Сейчас встал и прошёлся. Хрустел снег под ногами, перебегали тихими, серыми тенями бездомные коты. А вокруг - ни одного светящегося окна! Все спят. Даже фонарь погас, хотя ему строго запрещено спать в это время.

Январь, 16 лет.
(Сочинение осталось в черновой тетради)




Т А К    Б Ы Л О

В десять лет Гриша подбирал на пианино «Пасакалию» и фугу «До-минор» Баха; подбирал минорные гаммы от любого звука. Тогда же его перевели в концертный хор. В тот день он подъехал ко мне на работу и ожидал на троллейбусной остановке. Сказал: «Я всё боялся, как это два часа стоять буду. Но с ТАКИМИ песнями я готов целый день стоять!» (В тот день разучивали церковное, без слов).
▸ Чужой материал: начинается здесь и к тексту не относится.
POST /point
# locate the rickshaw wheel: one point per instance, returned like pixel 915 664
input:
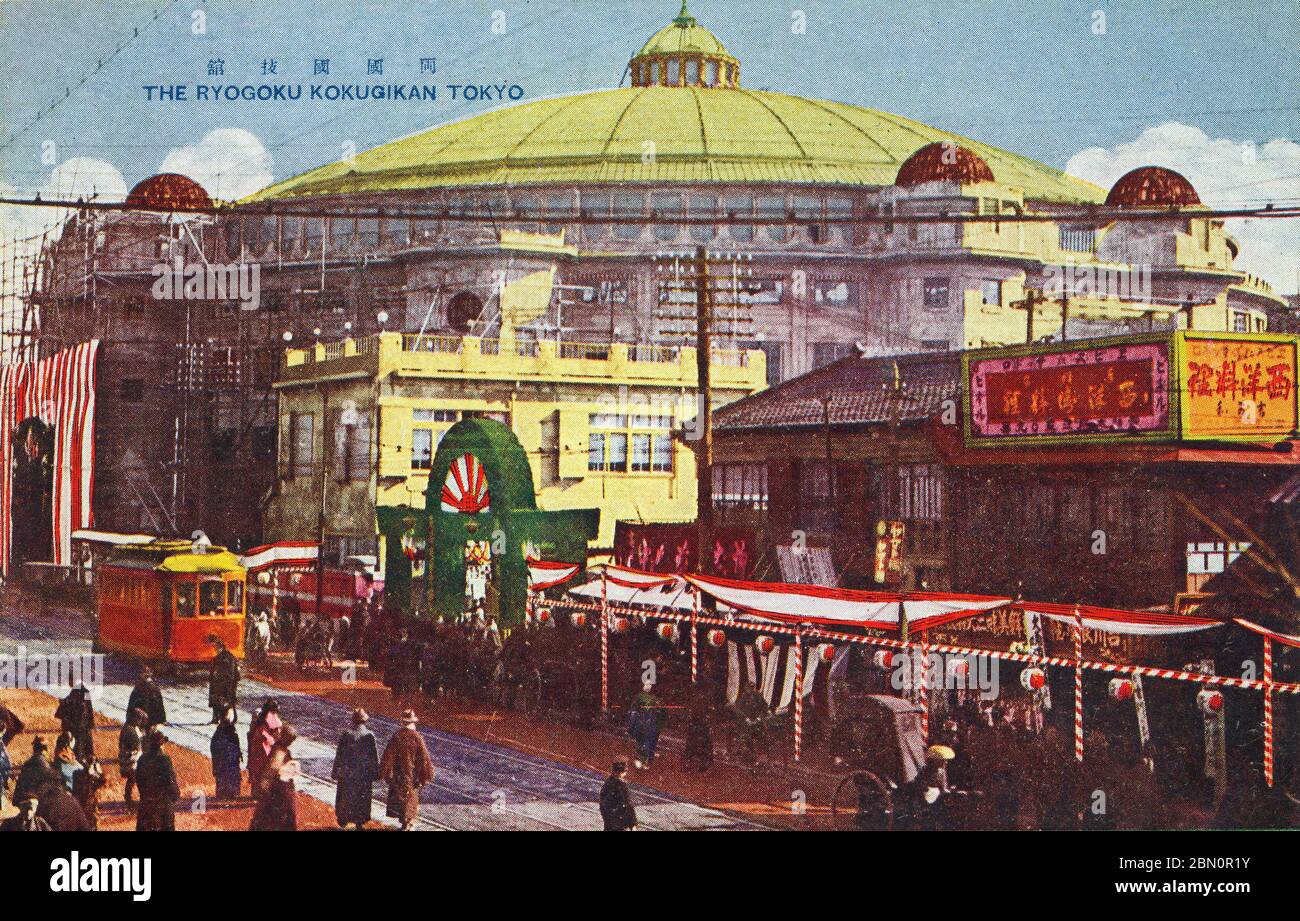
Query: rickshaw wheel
pixel 862 803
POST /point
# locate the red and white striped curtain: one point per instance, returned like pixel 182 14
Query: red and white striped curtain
pixel 60 390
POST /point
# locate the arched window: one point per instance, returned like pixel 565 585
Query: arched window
pixel 463 310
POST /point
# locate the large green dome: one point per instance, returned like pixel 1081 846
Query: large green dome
pixel 698 135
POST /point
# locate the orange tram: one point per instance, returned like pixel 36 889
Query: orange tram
pixel 161 601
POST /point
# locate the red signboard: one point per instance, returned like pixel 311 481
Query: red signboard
pixel 1110 389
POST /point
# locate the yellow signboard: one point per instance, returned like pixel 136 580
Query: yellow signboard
pixel 1238 388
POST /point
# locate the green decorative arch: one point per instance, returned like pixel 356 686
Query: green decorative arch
pixel 511 520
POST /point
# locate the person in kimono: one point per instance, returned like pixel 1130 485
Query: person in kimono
pixel 147 696
pixel 77 718
pixel 356 768
pixel 130 744
pixel 155 778
pixel 261 738
pixel 616 809
pixel 406 768
pixel 226 757
pixel 277 799
pixel 65 759
pixel 644 725
pixel 9 727
pixel 222 679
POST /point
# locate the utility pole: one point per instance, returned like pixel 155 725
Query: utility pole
pixel 703 364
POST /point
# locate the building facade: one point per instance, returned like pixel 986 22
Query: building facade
pixel 424 233
pixel 1025 468
pixel 360 422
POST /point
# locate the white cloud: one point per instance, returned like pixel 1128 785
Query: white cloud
pixel 229 163
pixel 78 177
pixel 1226 173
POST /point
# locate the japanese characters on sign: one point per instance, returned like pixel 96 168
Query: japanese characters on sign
pixel 1114 389
pixel 1238 388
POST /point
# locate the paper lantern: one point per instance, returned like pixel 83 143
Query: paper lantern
pixel 1121 688
pixel 1210 701
pixel 1034 679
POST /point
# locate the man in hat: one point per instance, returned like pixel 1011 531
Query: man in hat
pixel 37 772
pixel 9 727
pixel 356 766
pixel 61 811
pixel 77 717
pixel 130 746
pixel 147 696
pixel 924 799
pixel 406 766
pixel 616 809
pixel 155 777
pixel 222 679
pixel 26 820
pixel 644 723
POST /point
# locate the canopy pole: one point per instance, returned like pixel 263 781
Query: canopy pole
pixel 605 643
pixel 1268 710
pixel 923 690
pixel 694 639
pixel 798 695
pixel 1078 684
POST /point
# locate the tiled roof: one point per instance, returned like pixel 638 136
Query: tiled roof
pixel 856 390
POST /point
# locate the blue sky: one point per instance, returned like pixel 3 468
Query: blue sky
pixel 1031 77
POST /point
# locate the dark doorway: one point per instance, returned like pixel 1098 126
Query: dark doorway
pixel 33 491
pixel 463 310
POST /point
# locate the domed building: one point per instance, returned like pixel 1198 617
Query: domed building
pixel 593 191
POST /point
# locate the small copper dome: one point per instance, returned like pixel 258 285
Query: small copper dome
pixel 943 161
pixel 168 191
pixel 1152 187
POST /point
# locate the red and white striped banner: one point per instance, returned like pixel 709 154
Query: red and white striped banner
pixel 285 553
pixel 629 578
pixel 60 392
pixel 793 602
pixel 1136 623
pixel 1078 684
pixel 1268 710
pixel 545 574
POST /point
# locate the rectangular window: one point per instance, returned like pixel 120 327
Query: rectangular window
pixel 596 450
pixel 641 453
pixel 351 445
pixel 661 459
pixel 935 294
pixel 421 449
pixel 740 485
pixel 131 390
pixel 614 433
pixel 827 353
pixel 300 444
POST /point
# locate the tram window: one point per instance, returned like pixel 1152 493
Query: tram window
pixel 212 599
pixel 185 600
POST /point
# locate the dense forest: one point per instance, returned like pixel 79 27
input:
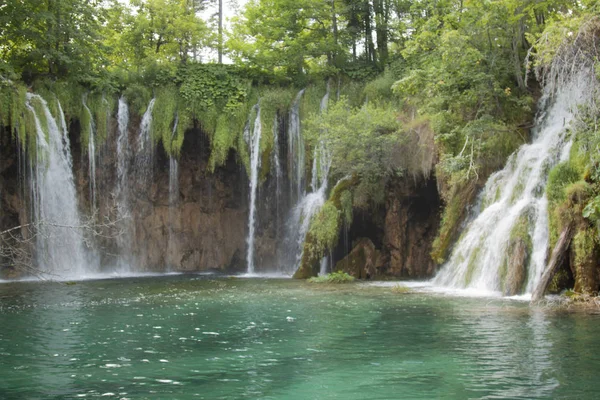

Музыкальная школа находилась от дома далеко, и чтобы Гриша не скучал в переполненном троллейбусе, мы придумывали сказки. Например, такая:
Один солнечный зайчик полетел на землю посмотреть, как живут люди. Но в троллейбусе ему так отдавили лапы, что он улетел обратно на солнце и больше никогда не возвращался. Тут и сказка кончилась.
Сочиняли загадки: 3+3+3 – дырка; 5+5+5 – отличник; кол+кол+кол – забор; 2+2+2 – просто шесть; 6+6+6 – три паучка Анансика; Павлик придумал: 4+4+4 – стулья в комнате.